We can broadly group smart manufacturers into ﬁve sub-segments:
• Data analytics and software – an example would be a provider of software that can monitor machinery and predict the need for maintenance, thus reducing any downtime.
• Advanced manufacturing – using cuttng edge agile production systems, more advanced semiconductors or advanced tools such as lasers.
• Advanced materials – examples would be lightweight materials that are engineered to be just as durable but more energy eﬃcient than traditional alternatives.
• Automation – using robotics can bring down the cost of switching from a low labour cost destination to a higher cost one. This may be especially important in regions where there are already labour shortages.
• Domain experts – these companies are leaders in their respective ﬁelds and have a large existing installed base of assets, making them well placed to monetise innovations in their speciﬁc industry. We think John Deere is a great example of a domain expert in the agriculture industry. The company is uniquely positioned to oﬀer geo-spatial, automation and smart technologies like its sprayers that can identify weeds among the crop, to boost farmer yields. These innovations generate very fast economic returns for farmers right now due to elevated crop prices.
Why the capex recovery will prove resilient
Semiconductor sector leading the charge
We’ve already seen the twin drivers of new regulation plus the need for resilient supply chains play out in the semiconductor sector.

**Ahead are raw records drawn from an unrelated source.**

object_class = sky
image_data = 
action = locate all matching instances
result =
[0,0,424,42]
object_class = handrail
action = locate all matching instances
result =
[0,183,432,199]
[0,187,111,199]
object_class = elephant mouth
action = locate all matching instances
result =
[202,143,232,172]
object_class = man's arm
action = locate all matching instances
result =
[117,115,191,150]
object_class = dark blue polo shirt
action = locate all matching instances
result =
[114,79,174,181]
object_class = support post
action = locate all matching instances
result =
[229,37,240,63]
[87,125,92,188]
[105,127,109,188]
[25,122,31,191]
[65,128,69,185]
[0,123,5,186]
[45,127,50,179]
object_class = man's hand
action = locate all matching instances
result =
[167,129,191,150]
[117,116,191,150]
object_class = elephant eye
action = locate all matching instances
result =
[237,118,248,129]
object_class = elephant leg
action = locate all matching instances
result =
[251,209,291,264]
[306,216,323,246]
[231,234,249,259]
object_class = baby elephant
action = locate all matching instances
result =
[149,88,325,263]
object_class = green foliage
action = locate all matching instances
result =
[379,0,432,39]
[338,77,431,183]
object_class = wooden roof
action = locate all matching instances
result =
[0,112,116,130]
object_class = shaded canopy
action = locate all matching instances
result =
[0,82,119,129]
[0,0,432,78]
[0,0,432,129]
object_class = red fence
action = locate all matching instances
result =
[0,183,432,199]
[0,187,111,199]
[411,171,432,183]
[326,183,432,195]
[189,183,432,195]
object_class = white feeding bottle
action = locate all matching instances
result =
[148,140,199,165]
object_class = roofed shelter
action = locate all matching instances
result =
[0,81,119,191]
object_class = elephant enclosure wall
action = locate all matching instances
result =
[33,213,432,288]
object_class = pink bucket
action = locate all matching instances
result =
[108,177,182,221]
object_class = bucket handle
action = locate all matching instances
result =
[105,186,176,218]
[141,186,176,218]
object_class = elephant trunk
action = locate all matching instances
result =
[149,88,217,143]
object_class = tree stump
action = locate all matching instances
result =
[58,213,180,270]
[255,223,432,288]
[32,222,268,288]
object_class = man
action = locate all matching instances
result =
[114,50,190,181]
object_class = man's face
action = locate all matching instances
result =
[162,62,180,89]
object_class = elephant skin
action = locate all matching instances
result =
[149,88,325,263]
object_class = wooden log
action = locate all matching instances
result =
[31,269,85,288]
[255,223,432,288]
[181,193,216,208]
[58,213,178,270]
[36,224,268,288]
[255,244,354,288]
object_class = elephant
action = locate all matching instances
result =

Shortages of semiconductors during the Covid-19 pandemic aﬀected virtually every industry, underlining the importance of having enough capacity. Meanwhile, growing geopolitical tensions are resulting in the US trying to hobble China’s access to chip-making technology, hence the focus on domestic production in the Chips Act. This semiconductor reshoring is already appearing in construction data.
Where the semiconductor sector had led, others have started, and will continue to follow. The reshoring initiative’s library of announcements made since the start of 2022, highlight $83 billion of spending across a range of industries largely excluding the $200 billion of semiconductor related investments highlighted above.
Those who have been tracking mentions of the terms “reshoring” and “near-shoring” in company earnings transcripts in the US would have noticed an uptick in such mentions over the past two years, as can be seen in the following chart.
Conclusion: capex now has many drivers
Traditionally, industrial investors look for demand indicators to see what will drive new capital investments. When demand is elevated, companies invest in additional capacity and upgrades, but when it’s weak they don’t.
What’s changed now is that many of the capex trends we see currently are not volume or growth related. The automation, reshoring, decarbonisation and supply chain issues are now backed up by stimulus plans. This potent mix of factors could provide long term support for smart manufacturing companies, regardless of the overall health of the global economy.